You’re clearly passionate about data. How did you get into it?
Ike: My educational background is in Physics and Electrical Engineering so I got to do some work with data (simulations and signal processing) while working on my bachelors degrees. Right after that, I spent two years working for a large technology consulting company with clients across various domains where I really started to understand some of the challenges from the business side and how data can be a game changer in how companies conduct business, develop new products, capture market share and understand their customers better.
With that in mind, I returned to graduate school where I was able to design my course work to enable me take classes from the Computer Science, Statistics and Operations Research departments and also correspondence graduate classes in Computational Finance. Some of those classes were very relevant in helping me understand some of the theoretical foundations in Machine Learning and optimization algorithms. In addition to that, MOOCs were just becoming popular at the time so I got to sample some of the early ML courses including Andrew Ng‘s popular machine learning course. I also got an opportunity to spend the summer between my graduate school years at a startup focused on employment science as their first Data Scientist intern. This gave me a chance to actually start implementing and building a lot of what I had learned on real data and real systems and the rest is history.
What was your data science bootcamp experience like, and what inspired you to write blogs about data bootcamps?

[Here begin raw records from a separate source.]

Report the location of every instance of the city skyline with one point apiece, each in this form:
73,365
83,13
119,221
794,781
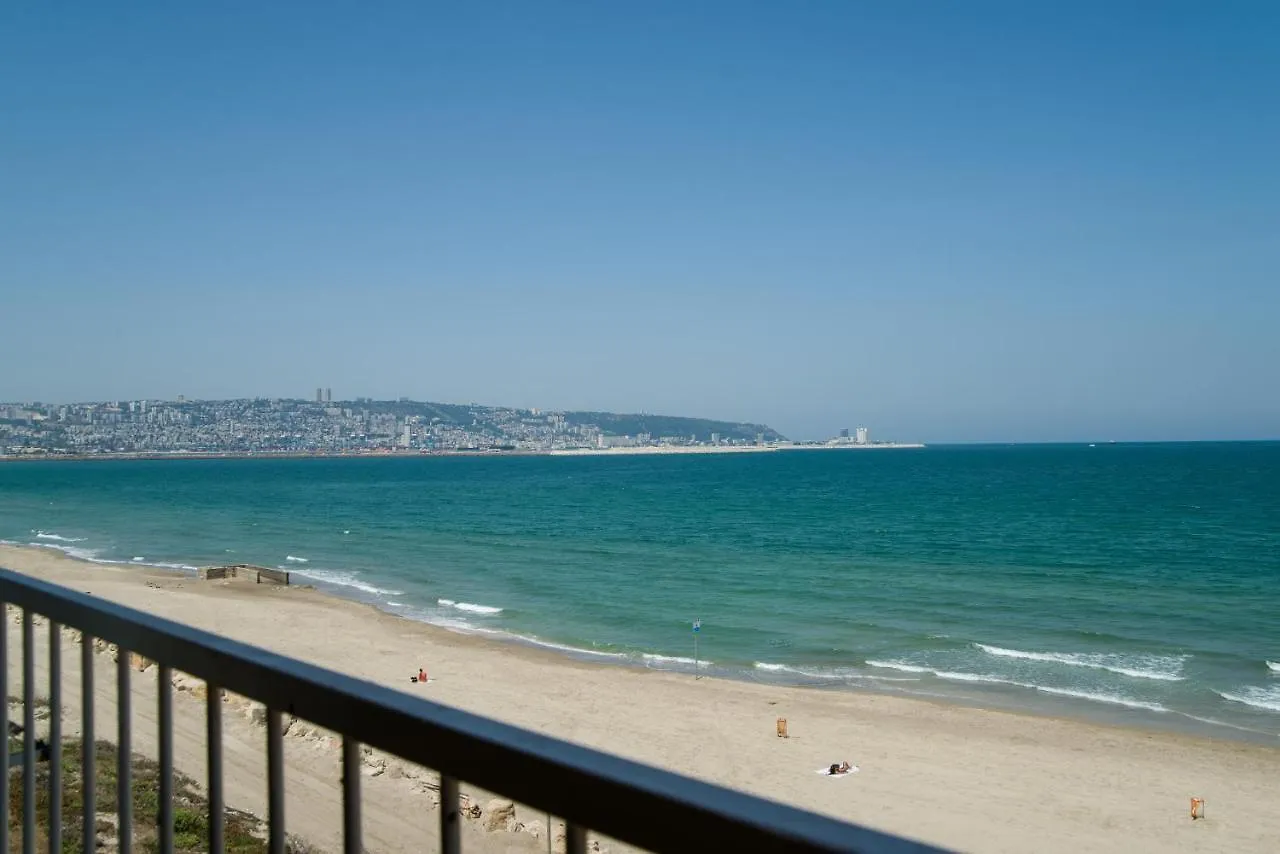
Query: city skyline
984,222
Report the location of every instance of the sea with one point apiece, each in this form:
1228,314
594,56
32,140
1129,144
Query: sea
1132,584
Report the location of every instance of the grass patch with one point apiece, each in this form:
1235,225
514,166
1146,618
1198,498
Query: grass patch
243,832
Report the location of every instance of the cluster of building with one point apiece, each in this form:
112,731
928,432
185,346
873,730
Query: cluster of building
257,425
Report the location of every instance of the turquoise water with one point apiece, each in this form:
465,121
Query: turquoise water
1128,583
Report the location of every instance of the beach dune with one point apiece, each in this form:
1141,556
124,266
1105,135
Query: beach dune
967,779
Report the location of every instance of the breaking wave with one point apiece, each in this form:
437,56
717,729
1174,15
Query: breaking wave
50,535
1260,698
346,580
1160,667
469,607
654,660
959,676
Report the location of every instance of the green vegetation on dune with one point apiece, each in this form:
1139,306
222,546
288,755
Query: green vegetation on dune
243,834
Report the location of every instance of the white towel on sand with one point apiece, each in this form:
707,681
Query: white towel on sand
826,772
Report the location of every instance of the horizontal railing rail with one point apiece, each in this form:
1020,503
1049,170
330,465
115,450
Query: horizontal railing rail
630,802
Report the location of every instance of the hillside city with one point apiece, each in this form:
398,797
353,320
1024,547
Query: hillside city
324,425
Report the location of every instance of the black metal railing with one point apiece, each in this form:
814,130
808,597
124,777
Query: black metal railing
626,800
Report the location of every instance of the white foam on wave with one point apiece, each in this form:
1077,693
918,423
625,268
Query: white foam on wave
92,557
346,580
1260,698
901,666
830,675
73,551
1111,699
654,660
1166,668
566,648
50,535
959,676
470,607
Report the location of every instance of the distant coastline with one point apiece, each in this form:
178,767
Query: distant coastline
478,452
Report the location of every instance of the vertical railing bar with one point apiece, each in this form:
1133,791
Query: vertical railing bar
351,830
4,721
575,839
275,782
451,840
164,813
214,725
55,738
28,741
88,772
124,747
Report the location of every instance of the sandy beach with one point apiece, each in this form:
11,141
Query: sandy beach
968,779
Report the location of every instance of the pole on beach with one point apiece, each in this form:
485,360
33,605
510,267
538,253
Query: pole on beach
698,628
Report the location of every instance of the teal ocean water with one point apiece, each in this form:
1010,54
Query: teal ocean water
1127,583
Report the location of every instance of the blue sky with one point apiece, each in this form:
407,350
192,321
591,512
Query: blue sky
946,220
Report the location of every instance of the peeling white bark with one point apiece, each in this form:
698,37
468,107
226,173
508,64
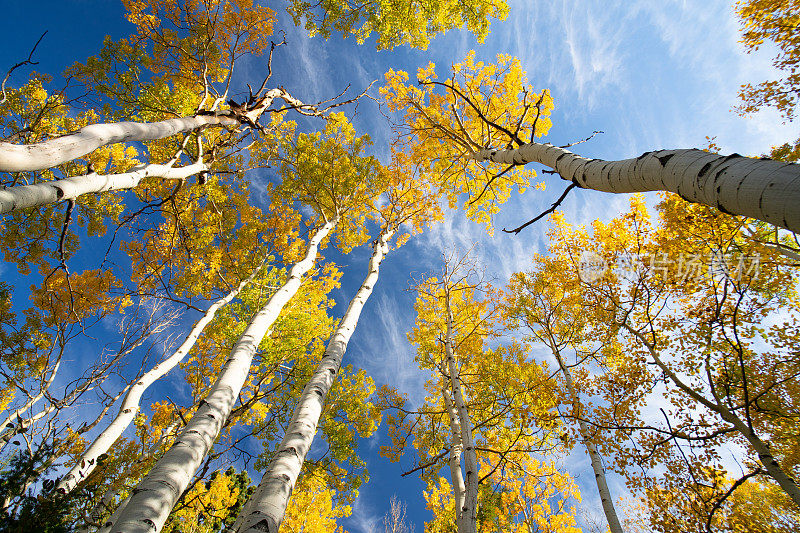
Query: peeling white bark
614,524
759,188
155,496
49,192
265,510
8,427
468,519
131,403
54,152
456,476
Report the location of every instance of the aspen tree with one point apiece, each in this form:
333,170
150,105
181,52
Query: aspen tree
153,499
412,202
553,317
477,129
131,402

Initially, a lot of the writing I did on my personal blog [ Yet Another Data Blog ] was for my own consumption but my later writings became a means to share some of my experiences including those experiences with data science bootcamps. I also started Data Science Bootcamps as a vehicle to drive more visibility to the data science bootcamp ecosystem. There actually isn’t that much information out there, so I’m hoping this helps change that.

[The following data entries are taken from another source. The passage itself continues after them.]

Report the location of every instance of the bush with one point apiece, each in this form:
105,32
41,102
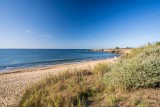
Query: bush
141,69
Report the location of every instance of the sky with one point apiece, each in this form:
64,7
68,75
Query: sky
78,24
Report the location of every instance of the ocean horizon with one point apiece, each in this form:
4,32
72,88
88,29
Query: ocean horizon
25,58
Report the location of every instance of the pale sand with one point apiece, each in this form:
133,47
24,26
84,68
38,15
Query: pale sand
14,83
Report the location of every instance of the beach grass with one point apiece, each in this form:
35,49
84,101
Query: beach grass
133,80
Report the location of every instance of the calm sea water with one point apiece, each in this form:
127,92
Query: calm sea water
23,58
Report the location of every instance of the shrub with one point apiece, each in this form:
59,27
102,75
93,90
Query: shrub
136,71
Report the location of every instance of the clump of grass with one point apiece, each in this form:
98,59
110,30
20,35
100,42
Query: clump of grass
102,68
112,100
139,69
65,90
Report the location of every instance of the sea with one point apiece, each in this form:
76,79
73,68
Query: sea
25,58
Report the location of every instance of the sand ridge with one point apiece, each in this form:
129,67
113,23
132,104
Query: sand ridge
14,83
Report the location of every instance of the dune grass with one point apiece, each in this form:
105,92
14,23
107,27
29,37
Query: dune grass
68,89
107,85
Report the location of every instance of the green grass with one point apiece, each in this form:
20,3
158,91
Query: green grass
105,85
68,89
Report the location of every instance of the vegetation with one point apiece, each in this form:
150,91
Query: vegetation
134,80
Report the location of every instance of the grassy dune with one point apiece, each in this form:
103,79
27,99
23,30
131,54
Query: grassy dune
134,80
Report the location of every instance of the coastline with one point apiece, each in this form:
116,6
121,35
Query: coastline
14,82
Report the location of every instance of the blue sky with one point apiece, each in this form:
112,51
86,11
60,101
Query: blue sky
68,24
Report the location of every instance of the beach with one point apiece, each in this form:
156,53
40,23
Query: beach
13,83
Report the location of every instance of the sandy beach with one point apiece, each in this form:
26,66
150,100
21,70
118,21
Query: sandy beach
14,83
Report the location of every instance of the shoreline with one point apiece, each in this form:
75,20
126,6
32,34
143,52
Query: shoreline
14,83
27,69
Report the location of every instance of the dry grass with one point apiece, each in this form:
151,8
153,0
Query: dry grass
131,82
78,88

How is a data analytics or data science bootcamp different from a coding bootcamp?
What kinds of people succeed in a bootcamp? How do you measure success?
Success always has to be measured against a goal which is why it’s very important for prospective students seeking to enroll in a bootcamp understand what their goals are and how going through a bootcamp will help them either get closer to or achieve those goals. Two characteristics of most individuals that will do well in the bootcamp setting are grit and persistence. 6, 8 or 12 weeks isn’t as long as you might think especially when you’re essentially drinking from a firehose since you have so much new information coming at you.

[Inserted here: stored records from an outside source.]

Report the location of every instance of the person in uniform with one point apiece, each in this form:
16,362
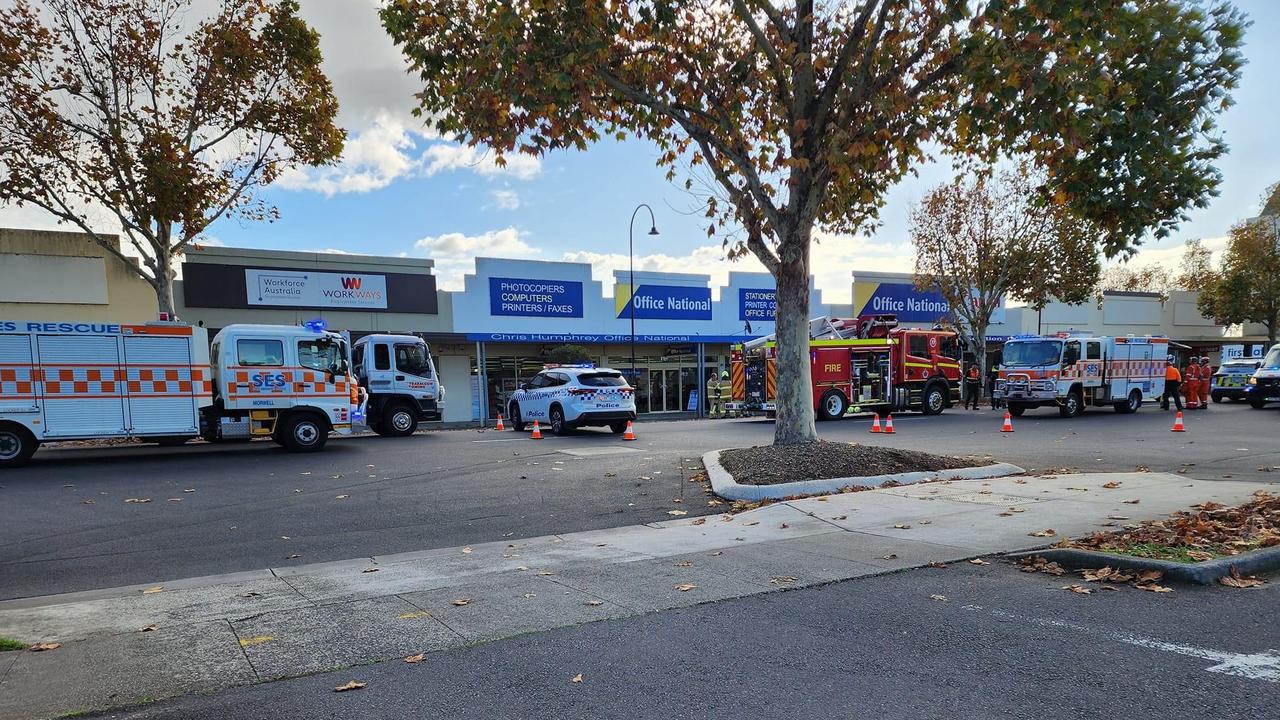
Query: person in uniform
1173,378
1191,383
1206,377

What does the future of data bootcamps look like, and what is the biggest problem that bootcamps face?
Since the emergence of data bootcamps about three years ago, there’s been some evolution in how and what they teach, what sort of potential students they target and overall messaging. A lot of this had to happen for the data bootcamps to continue to stay relevant. Since then, there are now at least 20 full-time data bootcamps in the US/EU, a handful of other bootcamps with more flexible / hybrid offerings, lots of free MOOCs and online resources and about 500 Data Science / Analytics degree programs at Universities across Bachelors, Masters and Doctoral levels.
I think the biggest problem Data bootcamps face going forward is how to ensure they continue to deliver value in very quantifiable and measurable ways (placements or positive outcomes) .
What should more people know about bootcamps?
Bootcamps might look very similar on the surface but they’re actually all very different when you start digging into some of the details. It’s very important prospective bootcamp students do their research and understand these dynamics to ensure that they align with their goals.